Het tarief voor een parkeervergunning als bedoeld in de VerordeningParkeerbelastingen 2011, artikel 2, onderdeel b, bedraagt:

  • 1.

    Bewonersverguning (tarief per jaar)

  • a. Beverwijk Binnenstad Centrum 1/2 € 19,85

  • b. Beverwijk Binnenstad Rand € 19,85

  • c. Beverwijk Blauwe Zone 1/2 € 19,85

  • d. Wijk aan Zee € 19,85

    e. Beverwijk Markten € 5,65

  • 2.

    Bedrijfsvergunning (tarief per jaar)

  • a. Beverwijk Binnenstad Centrum 1/2 € 277,60

  • b. Beverwijk Binnenstad Rand € 277,60

  • c. Beverwijk Blauwe Zone 1/2 € 277,60

  • d. Beverwijk Markten € 5,65

  • 3.

    Autodatevergunning (tarief per jaar) €0,00

  • 4.

    Weekmarktvergunning (tarief per jaar) € 55,10

  • 5.

    Bezoekersvergunning (tarief per jaar)

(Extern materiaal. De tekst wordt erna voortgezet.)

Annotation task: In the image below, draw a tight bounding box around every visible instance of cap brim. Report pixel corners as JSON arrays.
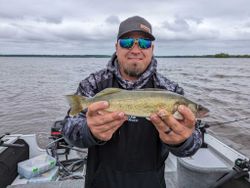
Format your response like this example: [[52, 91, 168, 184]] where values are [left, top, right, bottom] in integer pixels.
[[117, 29, 155, 41]]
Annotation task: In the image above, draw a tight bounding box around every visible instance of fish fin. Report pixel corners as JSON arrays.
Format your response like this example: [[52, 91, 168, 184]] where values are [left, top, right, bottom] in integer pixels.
[[173, 111, 184, 120], [94, 87, 122, 97], [134, 88, 168, 92], [66, 95, 87, 116]]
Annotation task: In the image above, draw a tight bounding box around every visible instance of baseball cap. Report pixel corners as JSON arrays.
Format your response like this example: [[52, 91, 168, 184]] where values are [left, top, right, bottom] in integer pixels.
[[117, 16, 155, 41]]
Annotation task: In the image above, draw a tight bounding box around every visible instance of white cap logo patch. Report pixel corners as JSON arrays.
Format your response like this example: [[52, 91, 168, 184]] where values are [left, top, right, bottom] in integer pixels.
[[140, 24, 151, 33]]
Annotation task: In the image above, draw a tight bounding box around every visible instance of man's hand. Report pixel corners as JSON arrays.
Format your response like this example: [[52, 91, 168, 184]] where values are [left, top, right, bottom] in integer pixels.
[[150, 105, 195, 145], [86, 101, 127, 141]]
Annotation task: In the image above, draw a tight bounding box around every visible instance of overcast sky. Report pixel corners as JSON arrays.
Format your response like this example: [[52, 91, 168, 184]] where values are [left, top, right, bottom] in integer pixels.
[[0, 0, 250, 55]]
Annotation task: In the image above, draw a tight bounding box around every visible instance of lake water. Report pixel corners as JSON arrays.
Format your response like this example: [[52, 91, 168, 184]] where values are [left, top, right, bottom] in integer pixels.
[[0, 57, 250, 157]]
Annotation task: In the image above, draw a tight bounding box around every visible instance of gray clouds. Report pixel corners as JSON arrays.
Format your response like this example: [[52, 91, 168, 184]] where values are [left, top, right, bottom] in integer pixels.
[[0, 0, 250, 55]]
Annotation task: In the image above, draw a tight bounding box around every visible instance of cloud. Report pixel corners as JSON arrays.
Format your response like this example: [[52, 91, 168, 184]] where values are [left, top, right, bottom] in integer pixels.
[[0, 0, 250, 55]]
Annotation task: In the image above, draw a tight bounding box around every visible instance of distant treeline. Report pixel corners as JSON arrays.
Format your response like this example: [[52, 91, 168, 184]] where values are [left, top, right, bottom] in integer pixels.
[[0, 53, 250, 58]]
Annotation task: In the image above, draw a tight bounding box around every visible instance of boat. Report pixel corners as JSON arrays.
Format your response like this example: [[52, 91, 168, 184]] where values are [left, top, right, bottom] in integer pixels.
[[0, 121, 250, 188]]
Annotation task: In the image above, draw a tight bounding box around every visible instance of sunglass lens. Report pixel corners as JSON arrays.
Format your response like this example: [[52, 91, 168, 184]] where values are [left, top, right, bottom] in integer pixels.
[[138, 38, 152, 49], [119, 38, 134, 48]]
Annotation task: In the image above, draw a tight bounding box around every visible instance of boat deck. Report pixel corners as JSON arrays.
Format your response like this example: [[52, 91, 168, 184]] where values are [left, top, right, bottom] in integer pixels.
[[7, 154, 178, 188], [7, 172, 178, 188]]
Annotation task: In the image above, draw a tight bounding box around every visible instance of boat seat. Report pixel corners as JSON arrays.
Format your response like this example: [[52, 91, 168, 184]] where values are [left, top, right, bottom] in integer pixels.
[[177, 148, 230, 188]]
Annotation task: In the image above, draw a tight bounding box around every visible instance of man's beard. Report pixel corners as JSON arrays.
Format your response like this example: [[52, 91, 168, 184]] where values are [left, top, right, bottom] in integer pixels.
[[124, 69, 142, 78]]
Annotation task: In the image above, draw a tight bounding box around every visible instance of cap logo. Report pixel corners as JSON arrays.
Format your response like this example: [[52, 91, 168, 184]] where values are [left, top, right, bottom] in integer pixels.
[[140, 24, 151, 33]]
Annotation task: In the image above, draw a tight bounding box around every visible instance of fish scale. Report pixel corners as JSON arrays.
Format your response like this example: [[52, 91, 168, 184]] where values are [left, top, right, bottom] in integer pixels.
[[67, 88, 209, 118]]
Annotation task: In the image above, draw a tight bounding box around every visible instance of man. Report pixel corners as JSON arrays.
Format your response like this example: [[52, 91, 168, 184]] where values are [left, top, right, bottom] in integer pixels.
[[63, 16, 201, 188]]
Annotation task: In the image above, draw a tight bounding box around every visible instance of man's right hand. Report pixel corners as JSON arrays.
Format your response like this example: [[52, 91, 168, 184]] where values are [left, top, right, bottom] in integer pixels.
[[86, 101, 127, 141]]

  • a. Beverwijk Binnenstad Centrum 1/2 € 19,85

  • b. Beverwijk Binnenstad Rand € 19,85

  • c. Beverwijk Blauwe Zone 1/2 € 19,85

  • d. Beverwijk Markten €5,65

  • e. Wijkaan Zee €19,85

  • 6.

    Professionele zorgverlenersvergunning (tarief per jaar) €277,60

  • 7.

    Algemene vergunning, tarief per:

  • a. Dag €5,65

  • b. Week €23,50

  • c. Maand € 100,15

  • d. Jaar € 1.031,00

Artikel 4

  • 1.

    Het tarief ter zake van het in behandeling nemen van een aanvraag van een parkeervergunning als bedoeld in artikel 2 onderdeel b bedraagt: € 2,55

  • 2.

    Onder een aanvraag van een parkeervergunning, bedoeld in het eerste lid, wordt verstaan:

  • a. Het opnieuw aanvragen van een vergunning;

  • b. Het wijzigen van een kenteken op vergunning;

  • c. Het wijzigen van het type vergunning.